Solutions for crawling JavaScript links

11/5/2012

Kunskapsdatabasen, Indexering

Links that depend on JavaScript are generally not crawled by SiteSeeker or global search engines. If the website uses JavaScript links exclusively, it may become invisible to the outside world.

It can also be difficult or even impossible for disabled persons to use the website if they are using special web browsers that cannot handle JavaScript. Other users who for some reason does not use JavaScript will also be negatively affected, such as users who for security reasons disable JavaScript.

If you are not sure if JavaScript is in use on your website, you can easily find out by disabling JavaScript in your web browser settings. Then browse your website and follow the links as you normally do in order to see how well it works without JavaScript. If you cannot follow the links it is possible that SiteSeeker cannot find all web pages. Web pages and documents without links to them cannot be crawled by SiteSeeker, and because of that cannot be found.

Solution 1

A good solution for all of the problems listed above is to present the links using ordinary HTML in addition to the JavaScript version.
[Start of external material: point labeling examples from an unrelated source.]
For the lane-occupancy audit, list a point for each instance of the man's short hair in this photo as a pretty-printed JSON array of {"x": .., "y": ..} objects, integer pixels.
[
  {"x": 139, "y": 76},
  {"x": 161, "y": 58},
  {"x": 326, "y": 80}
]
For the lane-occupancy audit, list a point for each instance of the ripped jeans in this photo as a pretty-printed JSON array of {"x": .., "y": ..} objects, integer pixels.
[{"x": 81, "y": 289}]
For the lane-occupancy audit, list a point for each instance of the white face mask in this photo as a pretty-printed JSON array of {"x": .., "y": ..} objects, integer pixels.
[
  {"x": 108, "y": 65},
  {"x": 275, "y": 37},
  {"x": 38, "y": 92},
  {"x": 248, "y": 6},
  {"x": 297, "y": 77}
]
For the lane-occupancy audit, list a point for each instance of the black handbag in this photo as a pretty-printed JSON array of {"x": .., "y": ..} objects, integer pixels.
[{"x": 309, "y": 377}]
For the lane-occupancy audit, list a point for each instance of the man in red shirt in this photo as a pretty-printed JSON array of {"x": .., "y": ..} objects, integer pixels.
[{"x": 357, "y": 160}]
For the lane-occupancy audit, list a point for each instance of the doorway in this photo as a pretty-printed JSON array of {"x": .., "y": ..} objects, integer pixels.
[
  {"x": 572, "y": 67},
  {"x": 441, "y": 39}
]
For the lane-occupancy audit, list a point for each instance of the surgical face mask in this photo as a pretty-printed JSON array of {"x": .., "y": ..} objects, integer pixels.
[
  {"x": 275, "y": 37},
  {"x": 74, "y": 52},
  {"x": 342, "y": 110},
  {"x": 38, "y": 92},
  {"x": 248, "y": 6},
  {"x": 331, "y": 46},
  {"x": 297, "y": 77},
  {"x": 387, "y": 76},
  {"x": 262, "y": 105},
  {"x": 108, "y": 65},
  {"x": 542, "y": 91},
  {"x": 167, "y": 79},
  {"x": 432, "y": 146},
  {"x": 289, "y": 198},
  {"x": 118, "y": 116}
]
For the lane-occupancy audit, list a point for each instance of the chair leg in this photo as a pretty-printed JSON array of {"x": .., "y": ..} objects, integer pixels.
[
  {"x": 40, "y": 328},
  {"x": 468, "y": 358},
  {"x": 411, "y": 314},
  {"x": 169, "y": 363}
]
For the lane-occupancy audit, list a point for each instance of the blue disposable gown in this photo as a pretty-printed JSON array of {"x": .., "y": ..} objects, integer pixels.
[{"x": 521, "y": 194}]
Here follows an example where the JavaScript which produces a visually attractive menu is supplemented with corresponding "normal" links in clear text:

<script language="JavaScript1.2" src="menus.js"></script>
<noscript>
<a href="menu selection-1.html">News</a>
<a href="menu selection-2.html">Products</a>
...
<a href="menu selection-n.html">Archive</a>
</noscript>

By adding the links in this way, the website will remain the same as before for the users that have JavaScript enabled in the web browser. The difference is that the links are now visible and works for people without JavaScript too, and that SiteSeeker together with the global search engines can index every document.

Solution 2

Alternatively, if the JavaScript is in the href argument in the link, it can be moved to the onclick attribute and the normal URL can then be set as the href attribute.

<a href="javascript:window.open('http://example.com/a.htm')">Open page</a>

is replaced by:

<a href="http://example.com/a.htm"onclick="window.open('http://example.com/a.htm');return false;">Open page</a>

Solution 3

Yet another, less optimal, way to partly solve the problem is to create an XML sitemap or a special web page with links to all web pages and documents that had otherwise only been linked to with JavaScript links. SiteSeeker and other search engines are able to find the web pages and documents in this way, but it does not make the website more usable for the other users.